Moody’s Investors Service assigned a negative outlook to the creditworthiness of all local governments in the United States, the agency said Tuesday, the first time it had ever issued such a blanket report on municipalities.
The report signaled how severely the economic downturn was affecting towns, counties and school districts across the nation.
While Moody’s regularly reports on the financial strength of various sectors of private industry, its analysts have in the past considered America’s tens of thousands of towns and local authorities too diverse for generalizations.
The report suggests that the ratings of many governments could be downgraded in the coming months, something that would make it more expensive for them to borrow money to finance their operations.
In the most extreme cases, municipalities might default on some of their obligations, as Jefferson County, Ala., has been threatening to do for a number of months.
Vallejo, Calif., declared bankruptcy last year and is being closely watched to see if it will set a legal precedent that other towns could follow.
Moody’s did not report on individual cities or towns, but its overview offered a general note of caution for investors who have bought municipal bonds seeking a safe stream of income in difficult financial markets.
In a special report made public on Tuesday, the agency cited revenues that are falling almost everywhere as a result of the economic downturn. But it also discussed the problems some municipalities had created for themselves by using complex financial products that seemed to be saving money at first, only to send costs soaring during the credit crisis.
In former boom states like California and Florida, the sharp decline in housing prices is translating into falling property-tax revenue, while in towns in Michigan, Indiana and Ohio, revenues are off because of the collapse of the auto industry.

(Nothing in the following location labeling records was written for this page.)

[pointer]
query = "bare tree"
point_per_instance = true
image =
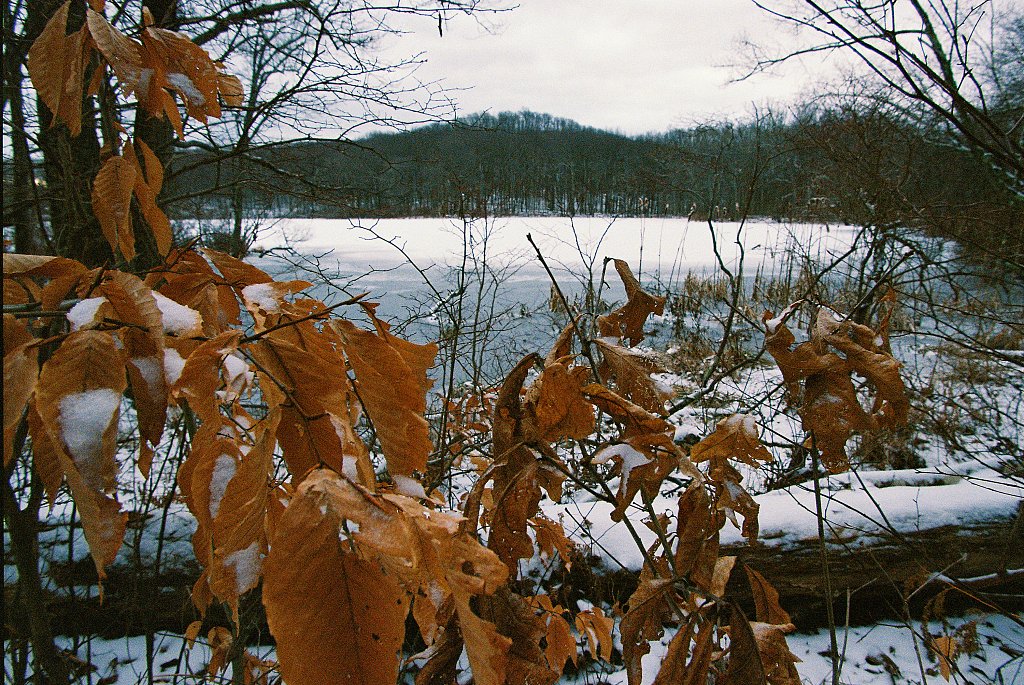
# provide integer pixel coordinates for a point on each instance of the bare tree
(309, 67)
(929, 55)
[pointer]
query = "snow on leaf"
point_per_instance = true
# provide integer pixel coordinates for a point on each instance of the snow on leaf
(352, 630)
(829, 407)
(627, 322)
(45, 460)
(177, 318)
(223, 471)
(85, 419)
(390, 376)
(697, 531)
(133, 304)
(174, 364)
(239, 530)
(316, 402)
(121, 52)
(734, 437)
(86, 313)
(20, 370)
(56, 67)
(597, 628)
(556, 401)
(112, 191)
(744, 658)
(78, 396)
(632, 372)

Many local governments in New York, New Jersey and Connecticut will lose significant revenue because they rely on the banking and financial services sectors for their tax bases. Moody’s said any municipality relying heavily on tourism, gambling or manufacturing was probably at risk of feeling a pinch.
The report suggested conflicts ahead between taxpayers struggling to keep their own households afloat and elected officials charged with balancing budgets, making their payrolls and protecting their credit ratings.
“Taxpayers, worried about their own financial condition, are more resistant than ever to increasing property or other local taxes,” the report observed.
The report’s publication coincided with the downgrading by Moody’s of the credit of the State of Illinois to the A level from double-A. Moody’s said Illinois was having difficulty managing its cash, and in recent weeks had been trying to push its scheduled pension contributions into the future. The state pension fund is already seriously underfunded.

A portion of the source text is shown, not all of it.